Cioè: voi vi comprate lo scatolotto View-Master Virtual Reality Starter Pack. Aspettate che vi arrivi a casa. Quando il postino ve lo consegna lo aprite con le mani sudaticce e tremanti per l’emozione. Gli infilate dentro il vostro smarphone dopo esservi scaricati le opportune app (io su Google Play ne ho trovata solo una, ma vabbè), fate partire il tutto e… non succede nulla. Perché dopo aver caricato l’app, averla fatta partire, aver puntato il visore verso il dischetto fasullo (un dischetto atto a visualizzare contenuti speciali, ma che di fatto è un inutile pezzo di plastica), l’app si pianta e voi rimanete con un palmo di naso. OK. Lo so. Il problema è dovuto alla compatibilità: il mio Asus Zenfone 5 non è compatibile con il sitema. Pare che i più compatibili siano i Samsung.
OK, lasciamo stare l’app ufficiale View-Master e vediamo cosa c’è: giochetti stupidi e inutili che fanno venire la nausea, non per la loro qualità, su cui comunque ci sarebbe da discutere, ma perché ingannano la percezione dello spazio, provocando un fastidioso effetto labirintite: io sono rimasto stordito per ore dopo aver usato il visore. A quanto pare l’unica cosa che si trovi di realtà virtuale sono simulazioni di ottovolante (roller coaster, perché adesso bisogna usare tutte parole ammerrecane, eh). Boh. “Inutili” è il complimento migliore che mi venga da fare a queste app. A voler essere buoni. Vabbè. Facciamo un giro sul web in cerca di video in stereoscopia parallela. Molto poco. Si trova qualcosina su YouTube, ma poca cosa. A sto punto cerchiamo nel giro del porno, che si dice essere la maggiore attrazione di Internet e perciò dovrebbe almeno quella essere già preparata all’avvento della realtà virtuale. Nulla.

View-Master Virtual Reality, retro

Vabbè. A questo punto cosa farsene di questo ingombrante dispositivo ottico? Di tenerlo per utilizzarlo ancora non se ne parla: gli effetti simil-labirintite con conseguente nausea provati alla prima esperienza bastano e avanzano.
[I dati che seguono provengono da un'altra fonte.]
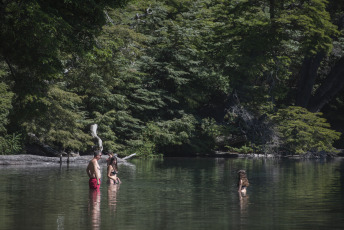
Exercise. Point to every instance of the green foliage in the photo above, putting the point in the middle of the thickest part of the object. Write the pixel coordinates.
(243, 149)
(62, 124)
(11, 144)
(5, 106)
(303, 131)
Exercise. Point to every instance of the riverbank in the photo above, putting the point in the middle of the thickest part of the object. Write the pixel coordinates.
(27, 159)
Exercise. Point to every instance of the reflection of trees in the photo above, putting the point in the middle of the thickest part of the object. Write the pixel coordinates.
(94, 208)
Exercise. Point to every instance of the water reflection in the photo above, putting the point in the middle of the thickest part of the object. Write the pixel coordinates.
(94, 208)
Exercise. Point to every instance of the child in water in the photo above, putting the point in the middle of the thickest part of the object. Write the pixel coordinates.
(242, 182)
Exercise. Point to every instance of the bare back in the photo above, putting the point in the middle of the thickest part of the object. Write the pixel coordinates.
(93, 169)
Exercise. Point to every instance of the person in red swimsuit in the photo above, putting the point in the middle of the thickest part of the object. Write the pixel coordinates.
(93, 171)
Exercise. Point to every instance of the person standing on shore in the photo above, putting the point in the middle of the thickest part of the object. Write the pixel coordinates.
(93, 171)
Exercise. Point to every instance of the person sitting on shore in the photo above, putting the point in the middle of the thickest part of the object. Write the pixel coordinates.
(112, 171)
(93, 171)
(242, 182)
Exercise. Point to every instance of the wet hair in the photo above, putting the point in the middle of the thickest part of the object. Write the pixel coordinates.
(97, 153)
(243, 177)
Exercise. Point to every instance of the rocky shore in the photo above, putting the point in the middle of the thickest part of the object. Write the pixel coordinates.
(41, 160)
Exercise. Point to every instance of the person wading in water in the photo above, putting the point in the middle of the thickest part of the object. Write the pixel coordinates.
(93, 171)
(242, 182)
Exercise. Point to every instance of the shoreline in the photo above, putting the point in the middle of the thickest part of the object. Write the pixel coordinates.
(27, 159)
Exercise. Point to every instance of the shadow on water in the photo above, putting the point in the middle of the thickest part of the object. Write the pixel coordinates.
(177, 193)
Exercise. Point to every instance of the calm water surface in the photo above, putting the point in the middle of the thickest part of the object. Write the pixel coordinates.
(176, 193)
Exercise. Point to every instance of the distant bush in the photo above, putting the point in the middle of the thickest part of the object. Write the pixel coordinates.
(302, 131)
(10, 144)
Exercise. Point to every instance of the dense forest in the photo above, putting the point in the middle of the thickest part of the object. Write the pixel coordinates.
(179, 77)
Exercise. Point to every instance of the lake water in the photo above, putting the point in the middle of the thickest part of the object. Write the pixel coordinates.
(176, 193)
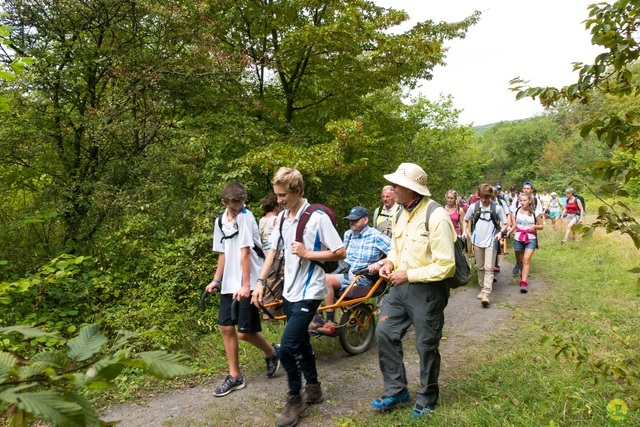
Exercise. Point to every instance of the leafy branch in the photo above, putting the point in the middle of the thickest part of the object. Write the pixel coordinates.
(48, 385)
(614, 28)
(571, 347)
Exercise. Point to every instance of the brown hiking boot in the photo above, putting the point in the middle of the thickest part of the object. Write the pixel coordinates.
(312, 394)
(291, 412)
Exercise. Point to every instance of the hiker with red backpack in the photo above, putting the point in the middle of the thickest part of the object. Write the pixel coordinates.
(525, 226)
(574, 211)
(527, 187)
(308, 249)
(488, 222)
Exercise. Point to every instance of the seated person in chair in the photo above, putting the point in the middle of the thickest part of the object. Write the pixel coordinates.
(365, 246)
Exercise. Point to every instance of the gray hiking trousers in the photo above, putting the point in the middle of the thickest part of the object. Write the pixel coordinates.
(421, 305)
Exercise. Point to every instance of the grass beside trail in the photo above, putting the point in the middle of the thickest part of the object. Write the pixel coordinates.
(590, 305)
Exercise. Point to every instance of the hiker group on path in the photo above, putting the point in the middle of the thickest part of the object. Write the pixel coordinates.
(418, 260)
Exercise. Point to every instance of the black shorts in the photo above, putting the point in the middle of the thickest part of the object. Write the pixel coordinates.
(247, 316)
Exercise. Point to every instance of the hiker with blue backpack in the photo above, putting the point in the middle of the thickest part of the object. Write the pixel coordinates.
(488, 221)
(421, 261)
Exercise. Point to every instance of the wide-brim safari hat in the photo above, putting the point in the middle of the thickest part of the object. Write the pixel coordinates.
(410, 176)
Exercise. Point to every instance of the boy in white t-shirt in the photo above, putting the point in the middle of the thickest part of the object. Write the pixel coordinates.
(304, 287)
(237, 240)
(487, 228)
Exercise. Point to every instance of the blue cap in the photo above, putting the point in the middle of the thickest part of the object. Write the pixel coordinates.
(357, 213)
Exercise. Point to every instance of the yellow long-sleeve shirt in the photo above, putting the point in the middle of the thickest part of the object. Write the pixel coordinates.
(426, 256)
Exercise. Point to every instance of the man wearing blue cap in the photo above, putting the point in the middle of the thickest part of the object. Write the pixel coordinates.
(365, 246)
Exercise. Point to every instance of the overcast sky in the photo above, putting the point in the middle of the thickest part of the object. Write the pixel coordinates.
(535, 40)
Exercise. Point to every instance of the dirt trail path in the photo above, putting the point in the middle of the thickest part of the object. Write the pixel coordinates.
(348, 389)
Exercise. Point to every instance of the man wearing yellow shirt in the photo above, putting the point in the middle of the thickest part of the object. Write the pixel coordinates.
(417, 266)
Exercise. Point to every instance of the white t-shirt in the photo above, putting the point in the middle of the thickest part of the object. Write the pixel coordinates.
(266, 226)
(248, 236)
(485, 231)
(303, 279)
(554, 205)
(515, 204)
(525, 221)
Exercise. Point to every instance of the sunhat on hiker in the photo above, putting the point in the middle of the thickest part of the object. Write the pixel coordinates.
(410, 176)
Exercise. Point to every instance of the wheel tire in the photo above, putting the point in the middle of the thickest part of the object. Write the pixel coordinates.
(357, 326)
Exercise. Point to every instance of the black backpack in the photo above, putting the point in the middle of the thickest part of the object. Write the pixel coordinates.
(462, 273)
(477, 212)
(258, 250)
(327, 266)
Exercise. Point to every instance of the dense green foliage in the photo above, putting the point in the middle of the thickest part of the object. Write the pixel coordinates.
(122, 120)
(90, 361)
(134, 114)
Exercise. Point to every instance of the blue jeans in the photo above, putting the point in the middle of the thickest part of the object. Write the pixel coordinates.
(296, 355)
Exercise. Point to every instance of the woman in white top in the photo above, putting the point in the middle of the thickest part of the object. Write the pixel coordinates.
(525, 242)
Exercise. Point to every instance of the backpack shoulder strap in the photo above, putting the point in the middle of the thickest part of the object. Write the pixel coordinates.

Proviamo a rivenderlo su eBay? Niente: il mercato è saturo. A sbolognare questo coso ci stanno provando in molti, soprattutto negli Stati Uniti. Pare con scarso successo, a meno che non lo offriate a 1/10 del suo valore originale, o giù di lì (comunque sta vendendo lo stesso parecchio).
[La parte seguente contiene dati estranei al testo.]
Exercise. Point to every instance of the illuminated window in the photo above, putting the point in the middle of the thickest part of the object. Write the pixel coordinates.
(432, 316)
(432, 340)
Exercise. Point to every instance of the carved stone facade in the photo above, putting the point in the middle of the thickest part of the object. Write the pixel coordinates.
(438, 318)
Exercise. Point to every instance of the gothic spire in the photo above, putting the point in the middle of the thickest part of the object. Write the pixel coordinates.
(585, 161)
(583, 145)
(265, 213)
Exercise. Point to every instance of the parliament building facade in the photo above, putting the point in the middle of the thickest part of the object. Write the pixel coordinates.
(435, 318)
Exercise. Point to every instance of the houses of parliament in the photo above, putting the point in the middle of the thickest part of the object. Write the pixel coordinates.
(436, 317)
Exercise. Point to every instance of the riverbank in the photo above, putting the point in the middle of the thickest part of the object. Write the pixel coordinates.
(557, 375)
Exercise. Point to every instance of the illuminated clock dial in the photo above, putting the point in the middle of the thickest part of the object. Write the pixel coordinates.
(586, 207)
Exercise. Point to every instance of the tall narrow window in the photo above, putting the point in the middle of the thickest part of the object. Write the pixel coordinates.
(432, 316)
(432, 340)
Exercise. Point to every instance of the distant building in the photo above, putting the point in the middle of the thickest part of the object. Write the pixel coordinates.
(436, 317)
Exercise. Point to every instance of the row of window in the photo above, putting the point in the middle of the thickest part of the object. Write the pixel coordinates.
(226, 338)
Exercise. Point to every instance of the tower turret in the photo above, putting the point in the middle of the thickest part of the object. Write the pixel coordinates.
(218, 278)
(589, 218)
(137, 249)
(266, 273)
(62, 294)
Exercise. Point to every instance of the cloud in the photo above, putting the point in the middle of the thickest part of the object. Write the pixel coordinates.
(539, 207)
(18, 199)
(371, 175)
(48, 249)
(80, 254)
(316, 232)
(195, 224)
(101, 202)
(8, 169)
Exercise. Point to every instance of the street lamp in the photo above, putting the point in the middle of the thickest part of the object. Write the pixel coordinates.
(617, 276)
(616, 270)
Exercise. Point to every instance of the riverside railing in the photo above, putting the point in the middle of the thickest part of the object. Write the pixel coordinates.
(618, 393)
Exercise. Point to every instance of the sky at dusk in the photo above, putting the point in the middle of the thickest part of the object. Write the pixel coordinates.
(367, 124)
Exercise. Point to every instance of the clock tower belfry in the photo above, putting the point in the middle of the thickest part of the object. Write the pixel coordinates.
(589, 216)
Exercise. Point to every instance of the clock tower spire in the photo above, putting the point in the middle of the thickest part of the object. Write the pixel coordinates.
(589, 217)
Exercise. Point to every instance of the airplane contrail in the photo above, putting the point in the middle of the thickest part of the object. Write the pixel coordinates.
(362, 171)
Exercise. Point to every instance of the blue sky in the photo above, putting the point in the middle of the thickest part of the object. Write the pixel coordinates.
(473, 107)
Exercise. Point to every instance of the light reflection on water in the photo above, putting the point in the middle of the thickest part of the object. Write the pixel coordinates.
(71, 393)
Il nuovo visore è stato per me veramente una gran delusione, di gran lunga maggiore rispetto a certi visorini giocattolo chiaramente destinati ai bambini, che offrivano una visione mediocre dei dischetti. La realtà virtuale coi telefonini non mi pare ‘sta gran cosa. La definizione delle immagini è scarsina. Dipenderà anche dal display utilizzato, ma fissarlo così da vicino, oltre a non far bene alla vista, produce anche una non trascurabile texture di pixel poco gradevole. Io la realtà virtuale l’ho provata nel ’92, con degli occhiali LCD che si usavano allora e, a dirla davvero tutta, non mi pare che sia cambiato granché, anzi, proprio nulla. I programmi per questo tipo di giochino mi sembrano di scarso livello, almeno quelli che ho provato io, qualcosa di meglio probabilmente si trova a pagamento. Capisco. Impegnare risorse, tempo e mezzi nella realizzazione di un videogioco costa. Non vi rimprovero per questo.
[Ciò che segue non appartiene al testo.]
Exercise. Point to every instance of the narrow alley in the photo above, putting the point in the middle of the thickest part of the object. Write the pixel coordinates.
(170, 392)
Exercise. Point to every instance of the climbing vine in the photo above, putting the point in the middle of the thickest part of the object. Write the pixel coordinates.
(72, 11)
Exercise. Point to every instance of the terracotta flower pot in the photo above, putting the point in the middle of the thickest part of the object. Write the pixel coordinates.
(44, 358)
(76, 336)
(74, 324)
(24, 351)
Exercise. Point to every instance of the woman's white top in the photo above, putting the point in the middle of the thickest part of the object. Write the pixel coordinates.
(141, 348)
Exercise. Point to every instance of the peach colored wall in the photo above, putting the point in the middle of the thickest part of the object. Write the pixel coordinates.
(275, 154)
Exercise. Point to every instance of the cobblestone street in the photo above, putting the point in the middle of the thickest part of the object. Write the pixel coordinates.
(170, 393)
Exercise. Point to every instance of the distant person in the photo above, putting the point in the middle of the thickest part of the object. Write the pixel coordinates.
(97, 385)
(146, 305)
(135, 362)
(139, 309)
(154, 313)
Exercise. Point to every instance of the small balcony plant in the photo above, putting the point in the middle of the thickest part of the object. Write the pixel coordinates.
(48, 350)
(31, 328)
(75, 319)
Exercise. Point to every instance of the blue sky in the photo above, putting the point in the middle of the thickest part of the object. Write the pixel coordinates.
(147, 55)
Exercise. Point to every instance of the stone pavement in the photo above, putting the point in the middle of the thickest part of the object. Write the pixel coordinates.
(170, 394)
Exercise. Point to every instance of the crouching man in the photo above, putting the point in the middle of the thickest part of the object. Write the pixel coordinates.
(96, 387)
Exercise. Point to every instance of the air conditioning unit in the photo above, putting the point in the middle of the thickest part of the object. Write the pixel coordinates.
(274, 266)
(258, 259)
Però, sarò il solito nostalgico retrogrado poco avvezzo a certe innovazioni tecnologiche, sarà che non sono neppure mai stato molto coinvolto dai videogiochi (mi hanno scarsamente attratto perfino durante l’adolescenza: preferivo mettermi davanti alla macchina da scrivere e riempire pagine e pagine di puttanate, o tutt’al più dedicarmi al modellismo statico e ad assemblare caccia e bombardieri nazisti), ma a me questo Virtual Reality non piace proprio. Meglio continuare a guardare i vecchi dischetti View-Master di più di mezzo secolo fa con un bel visore in bachelite, che, anche in quanto a design, nulla ha da invidiare a questo nuovo visore hi-tech. Ce n’era veramente bisogno?